In the present-day world, the policy objectives of the US and its allies remain same: worldwide imperialist hegemony and exploitation by the West’s multi-national corporations.
 
However, in the contemporary equation, the West’s enemies have been redefined: Now we are the “demons.” They have declared a war against Muslim nations, their people, their faith, their culture, their traditions, their values and customs, their history and even against their existence as we know it today. Huntington in “The Clash of Civilizations” warns that if we do not transform our civilization to a Western model, then we must be prepared for an ultimate obliteration through successive wars at the hands of the West: We are given no choices.
 
700 Pakistani citizens died in American drone attacks in 2009 alone.  It is not accidental!

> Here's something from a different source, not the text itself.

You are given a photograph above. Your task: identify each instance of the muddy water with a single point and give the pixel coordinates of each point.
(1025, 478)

What the US and its Western allies do not understand is that their present war is not against an economic-political ideology (communism). This war is against a people, a faith, a history, an existential reality, an entirety of a civilization, an actual formidable historical presence and an enduring spiritual entity.  They, the US and its allies (which include collaborating political elites in Muslim countries), cannot win this war.  Indeed, they can unleash havoc, a wave of destruction (as they are doing now), but they cannot and will not win!
 
Coming back to the context of Pak-US relations, consider the following most plausible scenario in the immediate future:
Through covertly managed organized violence, collaborations, propaganda, bombings and political manipulations, the US succeeds in destabilizing Pakistan to an extent of complete political chaos, limited anarchy and a near civil war situation. Under the pretext of threat to international security, American and Nato forces are moved from Afghanistan to Pakistan. Pakistan’s nuclear assets are seized, a puppet regime is installed: Pakistan is de-nuclearized, India (the newest US ally) becomes a dominate regional power, Iran is contained, China-Russia growing political clout is checked, the US-West’s historical global dominance is achieved – the world is saved!
 
Is that what the Pakistani nation wants and deserves?
 
Imran Khan’s perspective on Pakistan’s foreign policy and domestic priorities is correct: we need to politically- militarily disengage Pakistan from the US-West’s global objectives. We need to immediately end this so-called “war on terror” against our own citizens. We need to negotiate peace with political dissidents in NWFP, Balochistan and in every corner of Pakistan.   We must appreciate the fact that political dissent is not terror!
 
We ought to, by engaging our own citizens and political dissidents, quietly and secretly do a complete “cleansing” of the foreign elements and local collaborators involved in organized violence in our country.  This can only be accomplished by a determined, independent, nationalist and highly efficient political leadership that can make national policy without American influence and interference.  And this is the ultimate requirement of our times.
 
At last, Mian Nawaz Sharif, said something right the other day: the public in Pakistan needs to think in revolutionary ways now.
 
Allow me to go one step further: what we need is revolutionary political leadership in this country. We deserve a change in the political mindset and political conduct of this nation’s leaders. We need fresh leadership in Pakistan.  
 
We all do not need to be politically loyal to our contemporary political dispensation or to our present political allies.  We must completely reject a global political system of US-West’s dominance.
 
We all ought to be political dissidents! After all, dissent is a vital element of the democratic political process.  It is a duty of an engaged citizenry!
 
One day we all might be considered terrorists by our Western “friends.”
Never mind.  So be it! 
 
The writer is an academic, political analyst & conflict-resolution expert.